東京・新橋の直営店での売り上げも伸びているといい、広報担当の山本暁(あきら)さんは
「堀越二郎の関連書籍や雑誌が相次いで出版された影響もあり、普段プラモデルを作らない人も
手に取っているようです」と話す。

 模型ファンから「飛行機のハセガワ」と親しまれているハセガワ(焼津市)も機敏に反応。
普段は全商品をリストアップしている問屋向けの注文書から、零戦十九種類だけを抜粋した
特別版「零戦フリーオーダー」を作製し、七月から配布している。
長谷川勝人(まさと)専務(54)は「問屋の食い付きがよく、話題性を感じる」と手応えを語る。

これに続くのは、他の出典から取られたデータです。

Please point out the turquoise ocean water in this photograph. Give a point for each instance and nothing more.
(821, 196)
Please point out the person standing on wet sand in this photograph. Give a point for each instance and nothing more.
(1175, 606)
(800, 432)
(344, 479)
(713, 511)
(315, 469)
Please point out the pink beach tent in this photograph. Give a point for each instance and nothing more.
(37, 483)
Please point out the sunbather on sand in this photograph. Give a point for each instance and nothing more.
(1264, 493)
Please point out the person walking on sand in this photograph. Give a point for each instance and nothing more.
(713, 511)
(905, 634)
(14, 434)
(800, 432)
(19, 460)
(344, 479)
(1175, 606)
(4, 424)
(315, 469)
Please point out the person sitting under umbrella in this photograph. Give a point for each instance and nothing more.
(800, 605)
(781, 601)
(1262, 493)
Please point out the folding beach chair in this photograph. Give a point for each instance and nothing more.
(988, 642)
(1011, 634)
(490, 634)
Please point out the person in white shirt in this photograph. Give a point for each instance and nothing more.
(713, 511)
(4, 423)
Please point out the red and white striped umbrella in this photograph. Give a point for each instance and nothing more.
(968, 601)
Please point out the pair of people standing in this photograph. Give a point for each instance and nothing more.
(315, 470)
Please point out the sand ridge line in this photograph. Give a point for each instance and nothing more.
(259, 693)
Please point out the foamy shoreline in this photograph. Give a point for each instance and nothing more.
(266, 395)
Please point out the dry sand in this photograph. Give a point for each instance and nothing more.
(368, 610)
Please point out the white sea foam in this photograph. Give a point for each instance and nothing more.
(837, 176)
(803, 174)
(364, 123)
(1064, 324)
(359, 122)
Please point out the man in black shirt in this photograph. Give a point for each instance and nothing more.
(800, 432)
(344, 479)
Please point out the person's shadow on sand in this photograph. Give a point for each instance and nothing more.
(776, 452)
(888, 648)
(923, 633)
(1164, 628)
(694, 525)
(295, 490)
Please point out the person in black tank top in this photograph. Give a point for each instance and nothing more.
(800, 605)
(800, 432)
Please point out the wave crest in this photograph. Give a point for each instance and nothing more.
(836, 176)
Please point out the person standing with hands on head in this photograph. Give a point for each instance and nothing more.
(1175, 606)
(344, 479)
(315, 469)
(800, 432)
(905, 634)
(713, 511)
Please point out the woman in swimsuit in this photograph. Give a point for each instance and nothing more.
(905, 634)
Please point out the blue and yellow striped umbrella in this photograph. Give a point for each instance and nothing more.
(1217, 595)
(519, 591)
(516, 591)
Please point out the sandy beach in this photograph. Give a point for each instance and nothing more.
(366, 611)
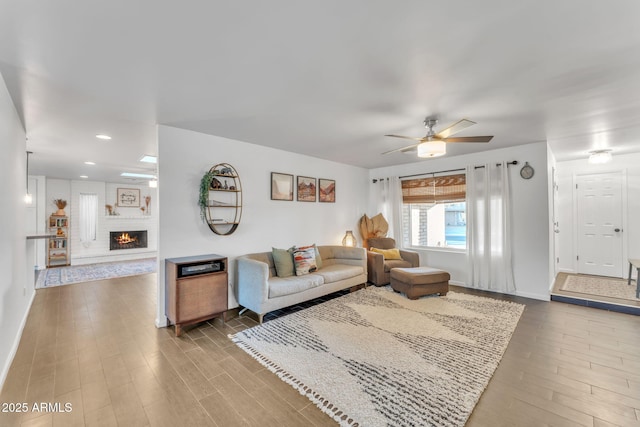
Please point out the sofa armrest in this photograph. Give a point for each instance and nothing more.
(375, 267)
(411, 256)
(253, 283)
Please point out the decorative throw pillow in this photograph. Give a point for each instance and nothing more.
(388, 253)
(283, 260)
(305, 260)
(318, 257)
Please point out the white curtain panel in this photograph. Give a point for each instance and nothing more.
(88, 217)
(489, 228)
(388, 201)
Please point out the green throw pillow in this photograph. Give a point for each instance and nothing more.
(283, 260)
(318, 257)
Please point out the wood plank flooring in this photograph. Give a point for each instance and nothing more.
(94, 345)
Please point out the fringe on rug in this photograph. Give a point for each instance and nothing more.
(323, 404)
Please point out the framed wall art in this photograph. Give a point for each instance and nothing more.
(281, 186)
(128, 197)
(306, 189)
(327, 190)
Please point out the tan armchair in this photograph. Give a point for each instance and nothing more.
(378, 268)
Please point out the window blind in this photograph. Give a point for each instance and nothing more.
(439, 189)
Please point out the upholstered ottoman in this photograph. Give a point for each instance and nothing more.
(419, 281)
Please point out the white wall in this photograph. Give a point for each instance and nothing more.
(530, 210)
(184, 156)
(16, 281)
(128, 219)
(629, 165)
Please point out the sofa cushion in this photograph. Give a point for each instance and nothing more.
(318, 257)
(305, 260)
(283, 261)
(395, 263)
(281, 286)
(336, 272)
(388, 253)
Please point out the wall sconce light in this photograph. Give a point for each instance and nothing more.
(28, 198)
(349, 239)
(598, 157)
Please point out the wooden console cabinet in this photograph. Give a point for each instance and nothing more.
(196, 289)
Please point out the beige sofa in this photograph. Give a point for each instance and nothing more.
(262, 291)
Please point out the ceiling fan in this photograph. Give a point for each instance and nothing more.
(434, 144)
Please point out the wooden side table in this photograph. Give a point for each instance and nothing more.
(197, 288)
(635, 263)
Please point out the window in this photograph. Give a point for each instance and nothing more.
(434, 212)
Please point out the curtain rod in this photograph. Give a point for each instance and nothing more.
(513, 162)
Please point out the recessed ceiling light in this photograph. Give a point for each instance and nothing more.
(149, 159)
(137, 175)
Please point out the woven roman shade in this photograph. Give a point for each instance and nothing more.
(439, 189)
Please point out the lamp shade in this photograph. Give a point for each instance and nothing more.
(349, 239)
(432, 149)
(599, 157)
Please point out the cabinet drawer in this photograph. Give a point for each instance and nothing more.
(200, 296)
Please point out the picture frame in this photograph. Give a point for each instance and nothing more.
(326, 190)
(281, 186)
(306, 189)
(128, 197)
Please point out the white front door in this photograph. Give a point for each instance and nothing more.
(599, 224)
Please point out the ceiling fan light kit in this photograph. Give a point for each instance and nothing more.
(432, 149)
(434, 144)
(599, 157)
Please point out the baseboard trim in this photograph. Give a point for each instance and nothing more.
(162, 322)
(16, 343)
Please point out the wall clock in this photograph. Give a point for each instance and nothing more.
(527, 171)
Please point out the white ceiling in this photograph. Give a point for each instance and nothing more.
(325, 78)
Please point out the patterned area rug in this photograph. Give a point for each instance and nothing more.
(375, 358)
(603, 286)
(85, 273)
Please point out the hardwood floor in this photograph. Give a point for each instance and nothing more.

 零戦はもともと、戦艦大和、ドイツのタイガー戦車と並び“三種の神器”とも称される
模型の定番中の定番だ。その魅力を長谷川専務は
「太平洋戦争初期に奮闘した一方で、末期には特攻に使われたという物語性にある」と解説。
優美なフォルムも人気の理由で「零戦には柳宗悦(やなぎむねよし)の言う『用の美』があり、
初期の21型が特に美しい」と話す。零戦プラモデルの価格は千~三千円が中心。
上級モデルは八千円程度だ。

 零戦だけではない。ファインモールド(愛知県豊橋市)は、劇中に登場する架空の
「二郎の鳥型飛行機」(二千三百十円)を宮崎監督の協力でプラモデル化。
九月に発売予定で、好調な予約状況という。過去に発売した宮崎監督の「紅の豚」に登場する
飛行機のキットも、「風立ちぬ」の一部の上映館で販売したところ好評だった。


 小売店の反応はどうか。浜松市中区東伊場の模型店「やおや」店長の藤井俊宏さん(50)は
「模型ファンは流行に対してのんびりしているので、零戦もじわじわと売れている」と話す。
「『鳥型飛行機』も発売されるので、今後の伸びにも期待したい」と気長な構えだ。

 「風立ちぬ」を通して広がる、堀越二郎や太平洋戦争への関心。長谷川専務は
「模型メーカーは事実を絶対に曲げず、いかに本物に近づけるかを追求している。
模型を作ることは、歴史を知ることにもつながります」と、ファン拡大に期待している。